Mucous membrane lining the eyelids, TE, sclera. Ends at the limbus where the ‘white’ meets the cornea = the corneoscleral junction
Describe conjunctival BVs
- dichotomous branching
- very sensitive to surface irritation
- dilatation of BVs and separation of ECs –> hyperemia and oedema (chemosis)
- show with superficial dz
- caution: possibly also episcleral BVs
When do episcleral BVs show prominently?
- these are deep BVs
- show with intraocular dz
- caution: possibly also conjunctival BVs
What is the episclera?
- CT under the conjunctiva
- up to limbus
- different looking BVs with no dichotomous branching, larger, meander (curves), signal intraocular disease mostly (glaucoma and uveitis) or sometimes severe/ chronic surface irritation
What is the sclera?
- the true white of the eye
- fibrous tunic
- continuous with cornea via limbus
- collagen fibres and fibroblasts
- Emisaria (= holes for BVs and nn)
How can you get redness in the TE?
- same as for the conjunctiva
- many lymphoid follicles in bulbar side (also palpebral side, very prominent in young animals and allergies, accompanied by hyperaemia). Can –> follicular conjunctivitis
- T-shaped cartilage core (holds TE against eye, can curl and cause an outward fold)
- contains lacrimal gland (30% tear film aqueous part), can prolapse + inflammation –> cherry eye)

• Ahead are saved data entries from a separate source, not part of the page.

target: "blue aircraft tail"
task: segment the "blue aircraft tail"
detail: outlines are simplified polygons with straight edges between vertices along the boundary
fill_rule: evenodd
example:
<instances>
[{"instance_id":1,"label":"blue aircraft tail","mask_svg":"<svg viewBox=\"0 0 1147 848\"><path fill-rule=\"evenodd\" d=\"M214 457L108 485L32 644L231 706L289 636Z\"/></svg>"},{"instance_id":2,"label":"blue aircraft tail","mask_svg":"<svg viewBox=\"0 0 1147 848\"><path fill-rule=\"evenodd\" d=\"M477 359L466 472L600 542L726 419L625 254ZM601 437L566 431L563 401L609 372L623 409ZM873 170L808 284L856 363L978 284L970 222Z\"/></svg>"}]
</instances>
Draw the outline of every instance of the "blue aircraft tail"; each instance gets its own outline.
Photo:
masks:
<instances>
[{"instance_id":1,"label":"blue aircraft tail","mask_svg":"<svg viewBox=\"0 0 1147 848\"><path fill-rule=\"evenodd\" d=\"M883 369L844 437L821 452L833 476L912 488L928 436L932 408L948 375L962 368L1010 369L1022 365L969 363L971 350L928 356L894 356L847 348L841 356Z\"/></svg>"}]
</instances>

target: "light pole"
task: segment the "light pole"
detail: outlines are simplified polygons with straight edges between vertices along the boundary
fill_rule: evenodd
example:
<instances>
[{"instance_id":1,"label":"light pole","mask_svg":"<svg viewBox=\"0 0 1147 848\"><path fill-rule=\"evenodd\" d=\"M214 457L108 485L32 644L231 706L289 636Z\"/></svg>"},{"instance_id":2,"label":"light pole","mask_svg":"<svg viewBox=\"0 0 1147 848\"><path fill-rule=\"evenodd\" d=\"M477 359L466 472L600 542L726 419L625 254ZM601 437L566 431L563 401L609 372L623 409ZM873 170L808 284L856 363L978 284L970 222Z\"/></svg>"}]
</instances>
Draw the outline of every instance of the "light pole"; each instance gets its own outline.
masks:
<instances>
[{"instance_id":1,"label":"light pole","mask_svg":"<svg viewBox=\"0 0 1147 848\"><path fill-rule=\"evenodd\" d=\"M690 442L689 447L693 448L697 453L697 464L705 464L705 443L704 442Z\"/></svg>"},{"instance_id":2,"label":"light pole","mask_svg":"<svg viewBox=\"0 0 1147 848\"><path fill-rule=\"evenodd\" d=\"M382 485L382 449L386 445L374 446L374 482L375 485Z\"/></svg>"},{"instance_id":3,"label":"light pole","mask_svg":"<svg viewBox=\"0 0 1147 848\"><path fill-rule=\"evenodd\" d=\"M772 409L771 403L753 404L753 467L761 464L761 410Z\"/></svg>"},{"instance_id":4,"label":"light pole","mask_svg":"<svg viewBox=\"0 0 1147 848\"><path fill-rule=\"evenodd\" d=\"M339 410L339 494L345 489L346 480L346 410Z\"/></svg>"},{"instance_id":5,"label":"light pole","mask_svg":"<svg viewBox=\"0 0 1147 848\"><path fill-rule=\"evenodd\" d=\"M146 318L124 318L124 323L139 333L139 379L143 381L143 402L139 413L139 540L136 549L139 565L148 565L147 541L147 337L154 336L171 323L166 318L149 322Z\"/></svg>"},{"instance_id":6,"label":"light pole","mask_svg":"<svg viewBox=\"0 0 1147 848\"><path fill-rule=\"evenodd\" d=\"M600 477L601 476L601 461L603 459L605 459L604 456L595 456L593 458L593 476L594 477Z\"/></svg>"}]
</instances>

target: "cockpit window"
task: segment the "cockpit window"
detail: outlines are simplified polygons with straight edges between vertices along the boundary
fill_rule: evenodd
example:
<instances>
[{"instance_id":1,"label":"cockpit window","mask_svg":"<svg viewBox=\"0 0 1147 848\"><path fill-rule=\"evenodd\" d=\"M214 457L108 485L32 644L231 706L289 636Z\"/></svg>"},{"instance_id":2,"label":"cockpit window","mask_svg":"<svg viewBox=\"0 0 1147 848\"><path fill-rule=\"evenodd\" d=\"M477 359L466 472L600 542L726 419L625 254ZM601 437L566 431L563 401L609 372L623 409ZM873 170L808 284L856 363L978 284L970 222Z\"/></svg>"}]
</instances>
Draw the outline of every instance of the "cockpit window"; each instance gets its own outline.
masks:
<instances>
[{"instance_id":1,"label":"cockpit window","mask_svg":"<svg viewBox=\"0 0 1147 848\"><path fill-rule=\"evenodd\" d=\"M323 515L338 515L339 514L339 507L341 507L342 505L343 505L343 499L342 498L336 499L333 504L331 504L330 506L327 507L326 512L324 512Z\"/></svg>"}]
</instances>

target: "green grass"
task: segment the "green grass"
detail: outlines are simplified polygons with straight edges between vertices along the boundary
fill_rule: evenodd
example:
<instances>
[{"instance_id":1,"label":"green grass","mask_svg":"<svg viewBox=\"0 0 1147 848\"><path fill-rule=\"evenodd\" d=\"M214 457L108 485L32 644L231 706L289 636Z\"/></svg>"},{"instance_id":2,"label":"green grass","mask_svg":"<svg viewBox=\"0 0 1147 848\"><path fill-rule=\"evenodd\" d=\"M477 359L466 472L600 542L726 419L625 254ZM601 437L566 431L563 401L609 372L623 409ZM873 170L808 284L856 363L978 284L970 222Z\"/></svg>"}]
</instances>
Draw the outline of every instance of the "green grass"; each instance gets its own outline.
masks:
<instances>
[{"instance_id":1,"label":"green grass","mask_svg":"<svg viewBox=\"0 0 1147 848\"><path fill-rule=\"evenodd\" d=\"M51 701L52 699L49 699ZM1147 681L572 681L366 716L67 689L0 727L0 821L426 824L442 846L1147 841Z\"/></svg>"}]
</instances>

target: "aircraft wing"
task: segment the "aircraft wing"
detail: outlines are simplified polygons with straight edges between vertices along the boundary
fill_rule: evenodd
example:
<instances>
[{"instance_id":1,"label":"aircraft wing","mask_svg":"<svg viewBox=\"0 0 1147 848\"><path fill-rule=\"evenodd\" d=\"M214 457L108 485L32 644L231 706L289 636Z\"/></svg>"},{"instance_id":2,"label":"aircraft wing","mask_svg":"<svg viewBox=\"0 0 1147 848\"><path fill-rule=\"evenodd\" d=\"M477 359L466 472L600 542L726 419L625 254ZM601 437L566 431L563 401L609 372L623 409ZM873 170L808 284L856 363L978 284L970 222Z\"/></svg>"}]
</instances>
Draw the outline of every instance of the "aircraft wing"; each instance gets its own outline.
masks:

- BVs are dichotomous and branching (n.b. TE doesn’t have episcleral BVs).
List the 4 corneal layers
EXTERNAL:
epithelium
stroma (thickest part, hydrophilic so uptakes fluorescein)
descemet’s membrane
endothelium (contacts air, eyelids, tears, bacteria/dust)
INTERNAL
Define descemetocoele
where descemet’s membrane doesn’t uptake stain due to a herniation in it, usually corneal wound or deep ulceraiton
Outline corneal oedema pathophysiology
stroma portion is hydrophilic so if there is a problem with epithelium, stroma will swell. It is essentially stromal overhydration.
How does the stroma stay relatively dehydrated?
Though action of:
- epithelium
- endothelium (which actively pumps fluid back into the AC)
3 main methods of damage to cornea
- loss of epithelium
- damage to endothelium
- vascularisation (leakage) of stroma
Structures that define the AC
iris, lens, cornea (endothelium), conjunctiva, ICA
What fills the AC?
Aqueous humor
Outline flow of A.H.
from CB, into posterior chamber, through pupil to AC then out at ICA.
Name 2 dz affecting the AC
- Glaucoma (ICA closure/ clogging of the ICA -> decreases uveoscleral outflow and increases IOP)
- Uveitis : increases uveoscleral outflow and decreases IOP
Name the 2 parts of the anterior uvea
CB and iris
What is the posterior uvea?
choroid
Outline uvea structure?
mesh of blood vessels, pigmented
Other structures in the uvea
ANTERIOR - mm (constricotr, dilator and CB mm) - anterior blood ocular barrier (separates blood and aquoeous) POSTERIOR - tapetum lucidum
What happens if the blood ocular barrier (BOB) of the uvea is broken?
you can have recurrent uveal / eye problem for the rest of your life.
What happens if the uveal epithelium separates?
- leakage into AC of keratic precipitates, hypopion, hyphema, fibrosis
- leakage around lens known as ‘snow banking’
What is adhesion of iris to anterior lens?